- Born: 1976
- Occupation: Journalist

= Tsedale Lemma =

Ethiopian journalist

Tsedale Lemma is an Ethiopian journalist who founded Addis Standard, a highly influential Ethiopian newspaper, in 2011.

==Childhood and education==
Tsedale Lemma was born in . She graduated with a Bachelor of Arts degree in print journalism from Addis Ababa University and a diploma in online journalism from Stockholm University.

==Career==
===Early journalism===
Tsedale started working as a journalist in the year 2000, becoming a senior reporter in the Addis Tribune. Here articles were published in Europe and by Xinhua News Agency.

===Israeli embassy===
Following the 2005 Ethiopian general election violence, Tsedale shifted from journalism to working at the Israeli embassy in Addis Ababa. She was initially a public relations advisor and later a regional political affairs and media advisor to the ambassador.

===Addis Standard===
After leaving the Israeli embassy in 2010, Tsedale founded Addis Standard in February 2011 as a monthly magazine. Tsedale played a major role in Addis Standard becoming a highly influential publication in Ethiopia. As of January 2021, she remained the newspaper's editor-in-chief.

==Academic roles==
Tsedale has been a member of the International Advisory Board of Bandung: Journal of the Global South since 2015, remaining on the board as of 2021.

==Points of view==
===Eritrea===
In 2012, commenting on a limited Ethiopian military attack on targets in Eritrea during the low-intensity, long-term phase of the Eritrean–Ethiopian War, Tsedale described the Eritrean government as authoritarian, generally unliked in the region, and vulnerable, and saw the Ethiopian government to be in a strong position. She recommended "diplomatic precision rather than military muscle" as a strategy for removal of the Eritrean government.

===Press freedom===
In 2013, Tsedale criticised the Committee to Protect Journalists and "almost all exiled Ethiopian journalists" for oversimplifying the difficulties of independent media in Ethiopia, in a way that "humiliat[ed] and discredited" journalists continuing to carry out independent journalism in Ethiopia despite government repression. She criticised the Ethiopian government of the time for being satisfied with being less repressive towards the media than earlier governments, rather than significantly allowing media freedom. Tsedale criticised the glorification of the death of Meles Zenawi.

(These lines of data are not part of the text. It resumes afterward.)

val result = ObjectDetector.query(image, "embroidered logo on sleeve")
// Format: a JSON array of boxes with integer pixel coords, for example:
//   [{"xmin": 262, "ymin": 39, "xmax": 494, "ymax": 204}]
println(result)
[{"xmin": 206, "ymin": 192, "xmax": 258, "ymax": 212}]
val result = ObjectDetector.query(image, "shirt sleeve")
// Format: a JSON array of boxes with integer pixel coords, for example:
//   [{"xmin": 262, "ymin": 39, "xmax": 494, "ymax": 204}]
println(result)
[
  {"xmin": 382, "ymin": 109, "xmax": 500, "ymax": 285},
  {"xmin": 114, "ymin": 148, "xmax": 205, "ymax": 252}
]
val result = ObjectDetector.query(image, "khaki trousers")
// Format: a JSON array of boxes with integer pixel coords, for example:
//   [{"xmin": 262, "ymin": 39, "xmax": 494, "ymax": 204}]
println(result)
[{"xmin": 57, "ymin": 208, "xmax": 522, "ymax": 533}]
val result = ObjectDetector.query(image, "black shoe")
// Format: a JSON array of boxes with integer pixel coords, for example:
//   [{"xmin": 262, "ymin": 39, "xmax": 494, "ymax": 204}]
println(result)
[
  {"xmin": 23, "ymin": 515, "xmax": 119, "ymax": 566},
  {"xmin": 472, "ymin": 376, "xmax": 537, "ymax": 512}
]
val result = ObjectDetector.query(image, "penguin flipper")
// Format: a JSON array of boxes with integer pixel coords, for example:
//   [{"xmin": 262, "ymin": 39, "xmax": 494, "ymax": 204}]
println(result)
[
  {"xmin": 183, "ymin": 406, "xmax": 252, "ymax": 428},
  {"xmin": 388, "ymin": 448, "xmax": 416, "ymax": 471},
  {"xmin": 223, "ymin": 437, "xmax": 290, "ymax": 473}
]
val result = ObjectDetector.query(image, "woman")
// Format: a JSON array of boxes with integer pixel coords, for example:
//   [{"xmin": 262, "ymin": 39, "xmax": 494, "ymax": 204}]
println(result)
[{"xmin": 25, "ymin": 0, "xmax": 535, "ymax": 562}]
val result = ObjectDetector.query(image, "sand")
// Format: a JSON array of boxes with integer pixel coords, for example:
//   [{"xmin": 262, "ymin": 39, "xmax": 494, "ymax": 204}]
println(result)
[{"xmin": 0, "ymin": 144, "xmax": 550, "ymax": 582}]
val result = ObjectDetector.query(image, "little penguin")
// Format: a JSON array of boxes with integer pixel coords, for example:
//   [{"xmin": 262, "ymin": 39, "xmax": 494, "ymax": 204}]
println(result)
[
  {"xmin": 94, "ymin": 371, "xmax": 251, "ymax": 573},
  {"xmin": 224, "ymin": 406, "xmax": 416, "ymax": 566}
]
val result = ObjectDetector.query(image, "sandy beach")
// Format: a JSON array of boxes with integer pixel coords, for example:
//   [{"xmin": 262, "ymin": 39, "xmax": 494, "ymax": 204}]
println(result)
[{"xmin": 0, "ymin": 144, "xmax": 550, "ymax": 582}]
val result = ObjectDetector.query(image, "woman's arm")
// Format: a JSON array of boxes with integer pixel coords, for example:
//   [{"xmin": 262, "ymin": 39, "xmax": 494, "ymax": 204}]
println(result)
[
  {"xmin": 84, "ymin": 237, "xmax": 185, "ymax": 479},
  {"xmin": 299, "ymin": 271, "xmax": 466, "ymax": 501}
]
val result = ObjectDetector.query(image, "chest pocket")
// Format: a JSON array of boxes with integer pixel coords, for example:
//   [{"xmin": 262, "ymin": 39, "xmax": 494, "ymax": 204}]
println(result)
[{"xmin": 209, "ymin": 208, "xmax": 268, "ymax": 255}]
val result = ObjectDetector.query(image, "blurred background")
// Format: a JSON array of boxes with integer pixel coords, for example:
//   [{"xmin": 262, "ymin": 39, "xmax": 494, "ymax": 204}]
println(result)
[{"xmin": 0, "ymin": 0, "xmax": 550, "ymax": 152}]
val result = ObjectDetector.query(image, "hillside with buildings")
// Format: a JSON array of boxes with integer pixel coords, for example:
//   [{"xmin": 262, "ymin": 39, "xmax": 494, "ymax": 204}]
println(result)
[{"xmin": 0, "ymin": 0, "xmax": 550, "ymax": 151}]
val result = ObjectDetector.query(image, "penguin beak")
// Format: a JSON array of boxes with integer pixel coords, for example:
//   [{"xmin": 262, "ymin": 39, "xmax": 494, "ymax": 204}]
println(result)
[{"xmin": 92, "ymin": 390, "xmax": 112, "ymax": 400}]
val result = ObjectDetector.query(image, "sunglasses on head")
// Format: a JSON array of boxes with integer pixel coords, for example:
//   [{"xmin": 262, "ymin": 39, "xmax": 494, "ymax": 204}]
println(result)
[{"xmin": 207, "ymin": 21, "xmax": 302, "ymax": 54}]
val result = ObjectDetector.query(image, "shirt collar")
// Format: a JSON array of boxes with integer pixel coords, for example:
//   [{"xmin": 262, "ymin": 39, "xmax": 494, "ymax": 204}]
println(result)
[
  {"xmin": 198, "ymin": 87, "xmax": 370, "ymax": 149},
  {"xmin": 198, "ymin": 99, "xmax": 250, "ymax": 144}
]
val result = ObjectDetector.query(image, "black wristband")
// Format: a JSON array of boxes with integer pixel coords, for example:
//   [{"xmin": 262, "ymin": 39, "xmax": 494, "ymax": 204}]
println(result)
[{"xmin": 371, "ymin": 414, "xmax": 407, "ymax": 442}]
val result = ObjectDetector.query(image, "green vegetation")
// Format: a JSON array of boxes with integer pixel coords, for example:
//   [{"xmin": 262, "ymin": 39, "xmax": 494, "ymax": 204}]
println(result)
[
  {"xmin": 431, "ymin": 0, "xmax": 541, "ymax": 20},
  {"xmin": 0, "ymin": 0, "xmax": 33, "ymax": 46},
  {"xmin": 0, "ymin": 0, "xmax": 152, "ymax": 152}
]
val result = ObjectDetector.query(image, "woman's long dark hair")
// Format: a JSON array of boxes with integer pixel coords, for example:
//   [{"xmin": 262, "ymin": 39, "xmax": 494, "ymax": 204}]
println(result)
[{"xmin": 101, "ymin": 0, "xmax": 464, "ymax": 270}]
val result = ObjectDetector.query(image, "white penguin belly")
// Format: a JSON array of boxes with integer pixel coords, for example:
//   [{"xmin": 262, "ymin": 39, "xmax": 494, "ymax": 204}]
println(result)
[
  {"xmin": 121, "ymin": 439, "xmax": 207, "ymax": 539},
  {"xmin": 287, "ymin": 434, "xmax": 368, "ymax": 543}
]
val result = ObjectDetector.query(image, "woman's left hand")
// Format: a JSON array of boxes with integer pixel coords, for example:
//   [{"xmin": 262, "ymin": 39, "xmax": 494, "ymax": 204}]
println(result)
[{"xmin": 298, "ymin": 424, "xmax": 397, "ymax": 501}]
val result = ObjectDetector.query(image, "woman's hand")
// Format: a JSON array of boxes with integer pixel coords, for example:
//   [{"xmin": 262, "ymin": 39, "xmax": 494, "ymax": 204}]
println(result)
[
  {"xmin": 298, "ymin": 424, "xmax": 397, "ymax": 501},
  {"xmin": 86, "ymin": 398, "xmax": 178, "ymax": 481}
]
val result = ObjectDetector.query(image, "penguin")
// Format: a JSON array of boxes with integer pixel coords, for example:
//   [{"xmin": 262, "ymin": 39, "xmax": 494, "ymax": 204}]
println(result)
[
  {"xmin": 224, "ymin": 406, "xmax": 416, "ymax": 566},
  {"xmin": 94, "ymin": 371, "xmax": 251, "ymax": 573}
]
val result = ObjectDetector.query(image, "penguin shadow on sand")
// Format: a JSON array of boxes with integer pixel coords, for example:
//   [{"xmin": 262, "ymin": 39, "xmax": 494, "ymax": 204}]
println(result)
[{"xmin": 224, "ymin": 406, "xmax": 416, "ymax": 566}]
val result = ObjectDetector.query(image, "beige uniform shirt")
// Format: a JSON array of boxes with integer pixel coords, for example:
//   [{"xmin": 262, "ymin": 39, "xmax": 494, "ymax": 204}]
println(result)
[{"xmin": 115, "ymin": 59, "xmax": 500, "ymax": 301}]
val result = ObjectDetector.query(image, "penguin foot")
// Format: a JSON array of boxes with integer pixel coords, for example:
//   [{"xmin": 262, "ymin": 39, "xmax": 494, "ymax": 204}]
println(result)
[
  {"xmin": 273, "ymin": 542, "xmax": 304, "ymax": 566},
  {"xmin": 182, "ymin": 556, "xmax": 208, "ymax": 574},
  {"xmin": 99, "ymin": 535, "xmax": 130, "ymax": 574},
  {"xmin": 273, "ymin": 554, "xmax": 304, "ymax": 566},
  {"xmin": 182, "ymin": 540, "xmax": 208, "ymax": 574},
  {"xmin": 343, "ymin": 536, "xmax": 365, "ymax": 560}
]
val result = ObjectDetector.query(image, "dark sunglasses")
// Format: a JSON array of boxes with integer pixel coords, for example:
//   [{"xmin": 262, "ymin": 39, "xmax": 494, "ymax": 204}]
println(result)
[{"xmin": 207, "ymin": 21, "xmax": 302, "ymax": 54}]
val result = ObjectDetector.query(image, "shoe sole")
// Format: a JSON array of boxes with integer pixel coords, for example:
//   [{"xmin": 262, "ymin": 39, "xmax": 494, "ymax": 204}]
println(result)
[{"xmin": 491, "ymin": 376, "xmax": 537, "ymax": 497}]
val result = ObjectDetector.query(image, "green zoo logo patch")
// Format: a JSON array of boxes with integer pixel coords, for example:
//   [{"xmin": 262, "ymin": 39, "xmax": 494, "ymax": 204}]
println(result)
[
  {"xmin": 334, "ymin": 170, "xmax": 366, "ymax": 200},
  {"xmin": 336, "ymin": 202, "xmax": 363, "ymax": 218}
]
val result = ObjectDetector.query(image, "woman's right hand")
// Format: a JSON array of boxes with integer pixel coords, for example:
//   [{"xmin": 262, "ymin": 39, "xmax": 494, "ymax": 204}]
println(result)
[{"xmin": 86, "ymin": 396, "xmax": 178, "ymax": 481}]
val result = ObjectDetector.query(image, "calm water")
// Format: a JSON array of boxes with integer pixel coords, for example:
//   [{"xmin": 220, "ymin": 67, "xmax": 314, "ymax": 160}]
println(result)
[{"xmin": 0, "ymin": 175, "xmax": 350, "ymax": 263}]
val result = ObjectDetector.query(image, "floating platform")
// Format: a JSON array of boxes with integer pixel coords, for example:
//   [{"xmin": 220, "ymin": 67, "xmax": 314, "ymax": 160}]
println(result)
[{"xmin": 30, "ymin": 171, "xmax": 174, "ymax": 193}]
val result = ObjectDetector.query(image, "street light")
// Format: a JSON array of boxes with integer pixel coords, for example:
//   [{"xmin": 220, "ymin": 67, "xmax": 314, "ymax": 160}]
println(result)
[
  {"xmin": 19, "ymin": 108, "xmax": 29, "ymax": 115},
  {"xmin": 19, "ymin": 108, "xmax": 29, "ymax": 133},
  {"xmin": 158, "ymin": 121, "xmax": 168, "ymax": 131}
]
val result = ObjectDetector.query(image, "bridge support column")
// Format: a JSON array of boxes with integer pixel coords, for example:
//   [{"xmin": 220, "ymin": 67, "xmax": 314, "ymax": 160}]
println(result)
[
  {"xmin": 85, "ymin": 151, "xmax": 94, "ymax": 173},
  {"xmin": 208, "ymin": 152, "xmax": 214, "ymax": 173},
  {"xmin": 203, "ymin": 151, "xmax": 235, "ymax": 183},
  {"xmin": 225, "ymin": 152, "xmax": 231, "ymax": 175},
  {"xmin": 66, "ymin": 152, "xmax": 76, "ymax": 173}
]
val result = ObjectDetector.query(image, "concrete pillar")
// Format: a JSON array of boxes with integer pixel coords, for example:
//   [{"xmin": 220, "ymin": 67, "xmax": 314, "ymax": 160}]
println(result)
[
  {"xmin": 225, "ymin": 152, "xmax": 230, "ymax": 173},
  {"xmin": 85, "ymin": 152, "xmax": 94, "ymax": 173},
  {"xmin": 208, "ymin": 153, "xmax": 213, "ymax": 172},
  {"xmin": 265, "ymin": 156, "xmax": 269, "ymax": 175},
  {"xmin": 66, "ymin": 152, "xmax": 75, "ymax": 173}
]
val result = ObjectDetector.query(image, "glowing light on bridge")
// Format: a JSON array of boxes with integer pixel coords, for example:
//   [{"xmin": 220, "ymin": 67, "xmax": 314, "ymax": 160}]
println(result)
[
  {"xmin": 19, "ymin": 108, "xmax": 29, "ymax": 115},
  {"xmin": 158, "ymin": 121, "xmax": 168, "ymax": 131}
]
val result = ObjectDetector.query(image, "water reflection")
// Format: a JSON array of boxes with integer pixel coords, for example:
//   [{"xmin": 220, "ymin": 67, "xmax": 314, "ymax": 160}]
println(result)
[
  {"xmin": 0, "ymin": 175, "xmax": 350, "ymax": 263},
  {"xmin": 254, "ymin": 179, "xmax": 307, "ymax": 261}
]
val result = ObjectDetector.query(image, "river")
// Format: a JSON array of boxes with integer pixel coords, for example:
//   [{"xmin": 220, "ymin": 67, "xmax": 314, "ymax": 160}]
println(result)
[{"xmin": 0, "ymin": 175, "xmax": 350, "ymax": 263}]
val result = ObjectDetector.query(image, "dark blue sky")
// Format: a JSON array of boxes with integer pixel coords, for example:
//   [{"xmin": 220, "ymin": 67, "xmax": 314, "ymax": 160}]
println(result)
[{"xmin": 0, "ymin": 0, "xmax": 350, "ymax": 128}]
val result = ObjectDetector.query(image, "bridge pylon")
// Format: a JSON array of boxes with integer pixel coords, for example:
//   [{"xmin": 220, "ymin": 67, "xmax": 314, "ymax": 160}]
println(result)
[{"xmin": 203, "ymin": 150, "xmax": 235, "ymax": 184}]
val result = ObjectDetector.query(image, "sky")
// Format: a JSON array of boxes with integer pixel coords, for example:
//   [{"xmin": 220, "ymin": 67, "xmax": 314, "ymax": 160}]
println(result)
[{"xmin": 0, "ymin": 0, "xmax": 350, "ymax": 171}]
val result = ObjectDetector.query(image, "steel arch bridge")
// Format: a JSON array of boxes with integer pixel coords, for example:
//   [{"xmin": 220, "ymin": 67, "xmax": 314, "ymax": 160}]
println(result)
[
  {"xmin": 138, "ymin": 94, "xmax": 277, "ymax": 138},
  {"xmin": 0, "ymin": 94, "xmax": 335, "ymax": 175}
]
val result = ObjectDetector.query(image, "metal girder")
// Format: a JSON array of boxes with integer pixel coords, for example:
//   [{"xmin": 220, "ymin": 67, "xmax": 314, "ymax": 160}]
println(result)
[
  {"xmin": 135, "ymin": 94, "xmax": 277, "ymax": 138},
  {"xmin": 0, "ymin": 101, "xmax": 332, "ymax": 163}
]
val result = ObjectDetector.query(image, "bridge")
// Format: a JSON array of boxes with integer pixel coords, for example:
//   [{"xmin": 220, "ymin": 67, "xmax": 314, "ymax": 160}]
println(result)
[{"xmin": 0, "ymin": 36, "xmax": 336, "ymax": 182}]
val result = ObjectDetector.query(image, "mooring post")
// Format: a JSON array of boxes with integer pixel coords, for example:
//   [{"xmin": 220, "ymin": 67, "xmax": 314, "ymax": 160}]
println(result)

In January 2021, Tsedale described the Abiy Ahmed liberalisation of Ethiopia as having transformed the threats to the independent press from purely vertical (government repression) to a mix of vertical and horizontal pressure, where political, religious and civil society organisations and powerful individuals sought to influence the media. She stated that the return to repression of the media caused stress on those producing independent media. Tsedale criticised the world's media's attention to Abiy's 2019 Nobel Peace Prize, arguing that it was hysterical, naive and lacked historical and local perspective, such as the Addis Standard 12 December 2019 "morning after Oslo" editorial. She said that international media had started looking at Abiy's actions, instead of only his words, and that the government was responding by organising information campaigns on online social networks.

===Women's rights===
Tsedale promoted women's rights for the 8 March 2014 International Women's Day by moderating a United Nations supported debate at Addis Ababa University titled "Equality for Woman is Progress for All: Celebrating Ethiopian Women's Achievements in Ethiopia", among seven prominent women panelists, Aster Zaoude, Birtukan Gebregzi, Chachi Tadesse, Desta Hagos, Ingidaye Eshete, Selamawit Adugna and Zenaye Tadesse.

===Abiy Ahmed===
In an opinion piece published in The New York Times in early November 2020, at the beginning of the Tigray War, Tsedale complimented Ethiopian prime minister Abiy Ahmed for his initial democratisation of Ethiopia, stating, "Presenting himself as a reformer, the avalanche of changes promised by Mr. Abiy, who took over in April 2018, seemed to avert the worst of the country’s problems," but judged that afterwards, he "overreached", leading to the Tigray War. She expressed her worry that "Free speech, civil liberties and due process [could] fall afoul of the turn to militarism and repression" and stated that Abiy appeared "not inclined to de-escalate".

Journalist Abebe Gellaw responded, arguing that Tsedale should have criticised the Tigray People's Liberation Front (TPLF), for its three decades of "misrule, domination, exploitation, discrimination, gross human rights violations, and massive corruption". Abebe stated, "TPLF has been throwing every spanner at its disposal to undermine and reverse the reform and wreak havoc across Ethiopia in its futile bid to retake the power and privilege it has lost." Abebe claimed that Tsedale's opinion piece was deliberately misleading and based on "anger and frustration".